Still, this snapshot contains enough vulnerability for signs of caution to remain quite visible: note a fleeting dip into the red by U.S. futures earlier on. It has after all been another head-spinning week with more salvos of trade rhetoric juxtaposed with another grind higher by the dollar. Further disturbing indications came from China’s yuan. Under pressure for months due to the trade dispute, it slid a further 0.4% to as low as ¥6.8926 on Thursday, a new 14-month bottom.
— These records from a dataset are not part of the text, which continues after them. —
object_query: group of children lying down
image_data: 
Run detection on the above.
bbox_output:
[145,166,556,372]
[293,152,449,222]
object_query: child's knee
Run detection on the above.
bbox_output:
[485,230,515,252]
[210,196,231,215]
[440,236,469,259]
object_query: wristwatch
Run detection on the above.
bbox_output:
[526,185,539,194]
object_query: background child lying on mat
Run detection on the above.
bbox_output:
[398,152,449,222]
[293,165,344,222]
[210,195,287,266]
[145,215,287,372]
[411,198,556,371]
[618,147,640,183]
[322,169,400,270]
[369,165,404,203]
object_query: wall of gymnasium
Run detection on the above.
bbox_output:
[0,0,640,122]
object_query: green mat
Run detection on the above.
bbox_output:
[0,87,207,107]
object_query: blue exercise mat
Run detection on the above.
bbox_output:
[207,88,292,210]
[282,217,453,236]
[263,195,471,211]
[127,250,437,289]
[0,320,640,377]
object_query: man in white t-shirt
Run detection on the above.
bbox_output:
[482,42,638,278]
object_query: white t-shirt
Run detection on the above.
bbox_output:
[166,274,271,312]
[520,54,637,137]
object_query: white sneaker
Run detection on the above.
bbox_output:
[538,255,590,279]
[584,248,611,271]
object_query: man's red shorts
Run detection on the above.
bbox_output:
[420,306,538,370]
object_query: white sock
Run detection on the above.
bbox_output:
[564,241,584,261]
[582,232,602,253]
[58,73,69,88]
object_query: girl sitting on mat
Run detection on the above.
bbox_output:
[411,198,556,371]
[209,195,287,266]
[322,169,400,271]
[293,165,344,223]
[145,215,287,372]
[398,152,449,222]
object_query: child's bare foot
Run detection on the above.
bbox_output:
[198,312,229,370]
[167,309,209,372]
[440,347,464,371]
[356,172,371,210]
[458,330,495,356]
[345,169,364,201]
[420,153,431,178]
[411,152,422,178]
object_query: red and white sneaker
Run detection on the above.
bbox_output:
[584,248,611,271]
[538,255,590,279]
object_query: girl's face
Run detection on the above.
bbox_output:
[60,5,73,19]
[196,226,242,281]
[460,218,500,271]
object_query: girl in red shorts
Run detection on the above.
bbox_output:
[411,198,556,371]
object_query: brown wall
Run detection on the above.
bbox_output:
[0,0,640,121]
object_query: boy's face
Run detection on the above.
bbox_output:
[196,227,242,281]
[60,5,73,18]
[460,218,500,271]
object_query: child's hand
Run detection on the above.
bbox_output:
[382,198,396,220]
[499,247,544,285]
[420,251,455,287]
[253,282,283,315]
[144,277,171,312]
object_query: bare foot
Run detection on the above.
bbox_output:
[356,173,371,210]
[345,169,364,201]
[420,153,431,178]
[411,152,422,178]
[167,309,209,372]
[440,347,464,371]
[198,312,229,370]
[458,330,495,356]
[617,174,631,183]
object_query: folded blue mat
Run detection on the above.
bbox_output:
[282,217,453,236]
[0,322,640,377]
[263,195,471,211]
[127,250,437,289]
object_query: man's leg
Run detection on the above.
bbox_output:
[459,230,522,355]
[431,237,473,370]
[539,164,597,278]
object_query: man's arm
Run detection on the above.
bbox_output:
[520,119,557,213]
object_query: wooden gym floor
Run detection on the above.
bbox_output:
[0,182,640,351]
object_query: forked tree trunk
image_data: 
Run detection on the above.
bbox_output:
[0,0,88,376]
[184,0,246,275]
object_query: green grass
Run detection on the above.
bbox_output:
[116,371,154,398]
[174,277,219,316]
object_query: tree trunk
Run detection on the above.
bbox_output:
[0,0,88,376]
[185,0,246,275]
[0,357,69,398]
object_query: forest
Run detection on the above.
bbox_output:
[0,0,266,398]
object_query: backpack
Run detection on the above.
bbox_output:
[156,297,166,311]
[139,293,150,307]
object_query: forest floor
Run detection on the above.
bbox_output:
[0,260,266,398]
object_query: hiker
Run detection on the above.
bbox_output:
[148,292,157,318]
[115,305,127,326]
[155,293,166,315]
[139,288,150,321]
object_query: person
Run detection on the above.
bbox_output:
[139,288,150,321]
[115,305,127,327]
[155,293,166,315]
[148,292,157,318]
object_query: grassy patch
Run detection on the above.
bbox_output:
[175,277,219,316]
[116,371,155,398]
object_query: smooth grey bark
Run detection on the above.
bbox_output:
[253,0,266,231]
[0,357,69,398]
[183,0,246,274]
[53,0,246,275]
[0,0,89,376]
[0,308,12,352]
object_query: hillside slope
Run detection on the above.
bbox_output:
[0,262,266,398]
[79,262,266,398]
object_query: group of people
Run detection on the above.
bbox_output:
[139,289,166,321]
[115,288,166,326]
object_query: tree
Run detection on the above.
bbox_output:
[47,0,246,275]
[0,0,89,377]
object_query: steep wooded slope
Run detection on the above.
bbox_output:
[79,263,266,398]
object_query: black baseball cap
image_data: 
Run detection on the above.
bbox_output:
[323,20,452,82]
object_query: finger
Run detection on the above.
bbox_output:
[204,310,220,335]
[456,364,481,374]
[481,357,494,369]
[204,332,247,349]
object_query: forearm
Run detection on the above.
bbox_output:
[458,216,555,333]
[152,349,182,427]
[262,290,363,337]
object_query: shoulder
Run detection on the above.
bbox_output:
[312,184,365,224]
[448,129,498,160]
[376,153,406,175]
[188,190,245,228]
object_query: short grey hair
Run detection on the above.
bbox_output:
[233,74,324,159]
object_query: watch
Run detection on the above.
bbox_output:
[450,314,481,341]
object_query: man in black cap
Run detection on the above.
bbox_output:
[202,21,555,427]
Dollar challenge for risk appetite
And it is dollar strength that could turn out to be the key remaining challenge to risk appetite at the end of the week. After the Federal Reserve managed to squeeze more optimism into its statement despite leaving policy unchanged, the barrelling greenback is on its second straight weekly advance. Given the stop-start nature of the rise from a more than four-year low in January—the dollar index has not had three consecutive rising weeks since the end of May—the greenback may soon pause. Either way, a stock market reversal earlier in the week was partly triggered by that new quantum of dollar strength. This suggests a tipping point could be near. One perception is that countries with current account deficits face even tighter dollar financing on top of deepening trade animus. Furthermore, at some point, investors in U.S. multinationals will begin worrying about export demand again, as well as possible drag on commodity prices. Friday’s non-farm payrolls release will be an important inflection point
Slight pain-trade risk from payrolls
ADP’s private payrolls data beat expectations with 219,000, weekly jobless claims were lower whilst ISM’s manufacturing sector employment PMI beat expectations. This time, forecasters lack the usual input from ISM’s reading of the much larger U.S. service sector. But even without that, risks are pointed topside for payrolls. Reuters’s poll points the headline at a 190,000 rise after 213,000 in June. Unemployment is expected to fall to 3.9% from 4%. The figures markets are most sensitive to, average hourly earnings growth rates, are seen at 0.3% month-on-month from 0.2%, and unchanged at 2.7% yearly. To be clear, the dollar will need these metrics to turn out indisputably strong to extend near term gains. Positioning seems to back this: the latest CFTC data showed dollar longs at their highest since January 2017. The dollar index looks set to rise at least 0.3%-0.5% this week. That suggests long positions are even now greater. Thus a 200,000-plus payrolls print is unlikely to entice bulls further. A moderately severe miss – say under 170,000 – could trigger a shake-out. Thus, the pain-trade risk looks relatively slight. However, with the dollar finding more pretexts for further gains than losses right now, we expect markets to be on alert for more of the former.